The committee shall meet separately periodically with management and the independent auditors to discuss issues and concerns warranting committee attention. The committee shall provide sufficient opportunity for the independent auditors to meet privately with the members of the committee. The committee shall review with the independent auditor any audit problems or difficulties and management’s response.

The committee shall receive regular reports from the independent auditor on the critical policies and practices of the Company, and all alternative treatments of financial information within generally accepted accounting principles that have been discussed with management. The committee shall review management’s assertion on its assessment of the effectiveness of internal controls as of the end of the most recent fiscal year and the independent auditor’s report on management assertion.

The committee shall review and discuss earnings press releases, as well as financial information and earnings guidance provided to analysts and rating agencies.

The committee shall review the interim financial statements and disclosures under Management’s Discussion and Analysis of Financial Condition and Results of Operations with management and the independent auditors prior to the filing of the Company’s Quarterly Reports on Form 10-QSB. Also, the committee shall discuss the results of the quarterly review and any other matters required to be communicated to the committee by the independent auditors under generally accepted auditing standards. The chair of the committee may represent the entire committee for the purposes of this review.

The committee shall review with management and the independent auditors the financial statements and disclosures under Management’s Discussion and Analysis of Financial Condition and Results of Operations to be included in the Company’s Annual Report on Form 10-KSB (or the annual report to shareholders if distributed prior to the filing of Form 10-KSB), including its judgment about the quality, not just the acceptability, of accounting principles, the reasonableness of significant judgments and the clarity of the disclosures in the financial statements.

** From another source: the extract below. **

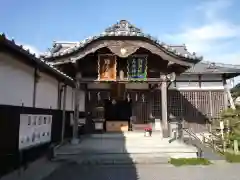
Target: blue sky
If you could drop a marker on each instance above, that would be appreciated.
(209, 27)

Also the committee shall discuss the results of the annual audit and any other matters required to be communicated by the committee by the independent auditors under generally accepted auditing standards.

The committee shall establish procedures for the receipt, retention and treatment of complaints received by the Company regarding accounting, internal accounting controls or auditing matters, and the confidential, anonymous submission by employees of the Company of concerns regarding questionable accounting or auditing matters.
The committee shall receive reports of evidence of a material violation of securities laws or breaches of fiduciary duty.

The committee also prepares its report to be included in the Company’s annual proxy statement, as required by SEC regulations.

The committee shall perform an evaluation of its performance at least annually to determine whether it is functioning effectively.